José Manuel Martins, évora 07.03.2019: e então se meter ao barulho os impressionantes números rodoviários enquanto suicídios homicidas involuntários, é de atarantar. Mas como sabe os números mundiais de terrorismo (e mesmo de mulheres assassinadas) empalidece em cotejo com o número anual de mortos por arma de fogo só nos eua. Se então lhe juntarmos o brasil e a venezuela... De maneira q as comparações são exactamente isso mesmo: um jogo estalinista chocho das estatísticas, se você tivesse vergonha das 'associações livres' para simultânea e reciprocamente branquear o terrorismo e denegrir a violência conjugal (estou a usar das últimas possibilidades de escrever 'branquear' e 'denegrir' antes de a censura anti-racista tipo mamadou-loff lhes chegar o 'lápis lazúli'). Entre o juiz e o fundamentalismo feminista, é um obscuro abismo
Maria Moreira, 07.03.2019: Há quem, para branquear a violência contra as mulheres e relativizar o peso esmagador da sua especificidade, precise de recorrer ao fundamentalismo anti-estalinista. Tem tudo a ver. Vejamos, dizem que Stalin era um homem. Bem hajam os Homens que ombreiam com as mulheres.

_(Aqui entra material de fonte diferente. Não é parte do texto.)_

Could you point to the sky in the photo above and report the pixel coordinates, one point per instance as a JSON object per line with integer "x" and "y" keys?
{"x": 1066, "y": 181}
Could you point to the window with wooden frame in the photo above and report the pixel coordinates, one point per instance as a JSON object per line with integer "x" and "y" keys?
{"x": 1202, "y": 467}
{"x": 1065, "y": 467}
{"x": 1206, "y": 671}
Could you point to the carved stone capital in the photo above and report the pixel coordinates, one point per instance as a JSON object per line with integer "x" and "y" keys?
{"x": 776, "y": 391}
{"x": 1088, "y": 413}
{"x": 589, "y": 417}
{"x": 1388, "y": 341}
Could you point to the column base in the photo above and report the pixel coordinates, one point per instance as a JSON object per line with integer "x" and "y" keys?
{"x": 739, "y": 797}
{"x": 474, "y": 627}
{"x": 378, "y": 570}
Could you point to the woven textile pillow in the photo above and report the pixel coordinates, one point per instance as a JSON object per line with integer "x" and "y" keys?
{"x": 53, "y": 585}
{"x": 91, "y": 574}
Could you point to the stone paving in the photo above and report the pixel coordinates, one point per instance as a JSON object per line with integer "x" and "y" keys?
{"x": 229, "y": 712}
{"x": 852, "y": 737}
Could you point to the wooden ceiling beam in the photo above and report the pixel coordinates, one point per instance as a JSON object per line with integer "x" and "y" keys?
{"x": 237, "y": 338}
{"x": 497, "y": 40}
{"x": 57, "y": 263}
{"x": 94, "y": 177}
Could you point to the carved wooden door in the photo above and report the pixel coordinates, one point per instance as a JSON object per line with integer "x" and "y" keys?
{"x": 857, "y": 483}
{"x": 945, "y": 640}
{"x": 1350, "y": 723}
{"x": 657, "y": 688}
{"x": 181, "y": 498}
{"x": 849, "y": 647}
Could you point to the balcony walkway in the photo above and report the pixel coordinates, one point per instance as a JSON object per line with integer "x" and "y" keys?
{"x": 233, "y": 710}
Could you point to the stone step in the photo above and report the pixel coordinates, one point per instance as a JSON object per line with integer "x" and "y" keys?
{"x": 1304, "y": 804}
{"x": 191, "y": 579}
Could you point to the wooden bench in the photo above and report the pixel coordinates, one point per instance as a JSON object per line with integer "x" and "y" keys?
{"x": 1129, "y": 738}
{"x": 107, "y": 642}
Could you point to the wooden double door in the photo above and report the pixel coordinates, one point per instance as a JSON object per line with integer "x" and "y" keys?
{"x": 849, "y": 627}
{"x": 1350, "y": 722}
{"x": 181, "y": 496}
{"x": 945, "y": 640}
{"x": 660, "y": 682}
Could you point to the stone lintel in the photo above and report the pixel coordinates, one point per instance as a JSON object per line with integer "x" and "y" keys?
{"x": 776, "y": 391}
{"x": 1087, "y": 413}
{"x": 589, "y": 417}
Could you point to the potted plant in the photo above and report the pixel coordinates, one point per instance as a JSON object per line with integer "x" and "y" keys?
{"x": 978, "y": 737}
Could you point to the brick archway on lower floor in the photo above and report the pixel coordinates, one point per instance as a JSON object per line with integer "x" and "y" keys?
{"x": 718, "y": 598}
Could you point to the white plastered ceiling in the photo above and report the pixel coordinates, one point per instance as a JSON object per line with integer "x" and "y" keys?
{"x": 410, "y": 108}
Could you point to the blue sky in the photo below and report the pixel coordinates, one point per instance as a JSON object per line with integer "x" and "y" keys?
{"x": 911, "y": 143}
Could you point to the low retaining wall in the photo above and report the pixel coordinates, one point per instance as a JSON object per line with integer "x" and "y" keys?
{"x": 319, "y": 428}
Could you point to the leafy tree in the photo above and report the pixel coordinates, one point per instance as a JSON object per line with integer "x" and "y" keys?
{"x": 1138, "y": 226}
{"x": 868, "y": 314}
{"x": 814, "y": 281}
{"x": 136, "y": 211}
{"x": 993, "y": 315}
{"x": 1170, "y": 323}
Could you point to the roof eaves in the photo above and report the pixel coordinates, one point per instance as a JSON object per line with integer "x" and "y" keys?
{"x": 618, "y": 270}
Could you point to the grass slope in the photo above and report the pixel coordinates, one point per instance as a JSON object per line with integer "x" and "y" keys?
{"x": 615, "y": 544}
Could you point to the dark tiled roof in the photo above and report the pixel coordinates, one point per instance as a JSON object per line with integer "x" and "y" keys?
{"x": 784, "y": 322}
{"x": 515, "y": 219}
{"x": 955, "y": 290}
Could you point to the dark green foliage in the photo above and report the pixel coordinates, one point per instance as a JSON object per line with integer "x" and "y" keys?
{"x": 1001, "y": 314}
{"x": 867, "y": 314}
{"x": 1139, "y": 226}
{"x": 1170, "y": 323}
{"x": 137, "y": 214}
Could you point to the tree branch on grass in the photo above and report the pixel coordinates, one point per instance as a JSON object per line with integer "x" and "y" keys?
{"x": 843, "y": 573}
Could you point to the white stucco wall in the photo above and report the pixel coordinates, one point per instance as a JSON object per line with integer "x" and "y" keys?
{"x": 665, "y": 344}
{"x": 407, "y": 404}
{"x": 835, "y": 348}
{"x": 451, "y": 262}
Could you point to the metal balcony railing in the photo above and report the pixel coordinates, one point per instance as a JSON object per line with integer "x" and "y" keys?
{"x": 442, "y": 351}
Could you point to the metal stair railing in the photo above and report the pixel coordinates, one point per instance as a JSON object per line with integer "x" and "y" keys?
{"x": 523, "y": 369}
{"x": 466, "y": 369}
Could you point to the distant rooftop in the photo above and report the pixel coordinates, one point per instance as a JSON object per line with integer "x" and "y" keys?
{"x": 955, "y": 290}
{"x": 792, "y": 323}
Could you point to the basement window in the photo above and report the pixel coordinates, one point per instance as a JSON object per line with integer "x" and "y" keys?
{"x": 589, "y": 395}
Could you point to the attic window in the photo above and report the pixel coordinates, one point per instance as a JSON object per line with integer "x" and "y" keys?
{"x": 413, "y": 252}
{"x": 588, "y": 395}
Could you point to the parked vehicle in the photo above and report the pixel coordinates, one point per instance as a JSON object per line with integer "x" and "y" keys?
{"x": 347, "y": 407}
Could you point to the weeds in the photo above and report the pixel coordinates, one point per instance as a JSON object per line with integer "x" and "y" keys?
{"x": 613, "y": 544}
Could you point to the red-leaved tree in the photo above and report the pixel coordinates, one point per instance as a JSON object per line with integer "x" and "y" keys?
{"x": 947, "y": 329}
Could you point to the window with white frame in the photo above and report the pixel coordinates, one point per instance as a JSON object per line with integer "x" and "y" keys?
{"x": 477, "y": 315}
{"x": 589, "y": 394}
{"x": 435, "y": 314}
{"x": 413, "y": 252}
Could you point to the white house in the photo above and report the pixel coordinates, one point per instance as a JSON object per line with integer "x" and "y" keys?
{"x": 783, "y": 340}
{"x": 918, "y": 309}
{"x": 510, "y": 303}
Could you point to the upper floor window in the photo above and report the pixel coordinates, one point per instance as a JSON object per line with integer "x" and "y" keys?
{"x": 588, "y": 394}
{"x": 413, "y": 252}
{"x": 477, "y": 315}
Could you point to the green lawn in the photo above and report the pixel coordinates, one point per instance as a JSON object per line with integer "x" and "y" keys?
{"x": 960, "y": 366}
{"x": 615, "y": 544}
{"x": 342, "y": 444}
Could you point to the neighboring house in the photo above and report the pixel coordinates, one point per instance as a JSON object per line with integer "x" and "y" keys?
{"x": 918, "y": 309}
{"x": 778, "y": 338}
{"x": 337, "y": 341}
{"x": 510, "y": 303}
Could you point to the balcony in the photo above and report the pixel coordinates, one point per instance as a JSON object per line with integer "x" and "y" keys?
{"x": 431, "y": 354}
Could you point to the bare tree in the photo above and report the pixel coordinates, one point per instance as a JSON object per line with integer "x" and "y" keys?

laura neves, vila nova de gaia 07.03.2019: Hossana nas alturas! a maioria dos portugueses ofenderam gravemente sua Majestade o juiz por ser misógino, e para que sirva de exemplo vai processar alguns entupindo os tribunais com mais processos. só demonstra o grave problema que temos com os magistrados de que ninguém avalia o seu desempenho criando as tristes situações que temos verificado.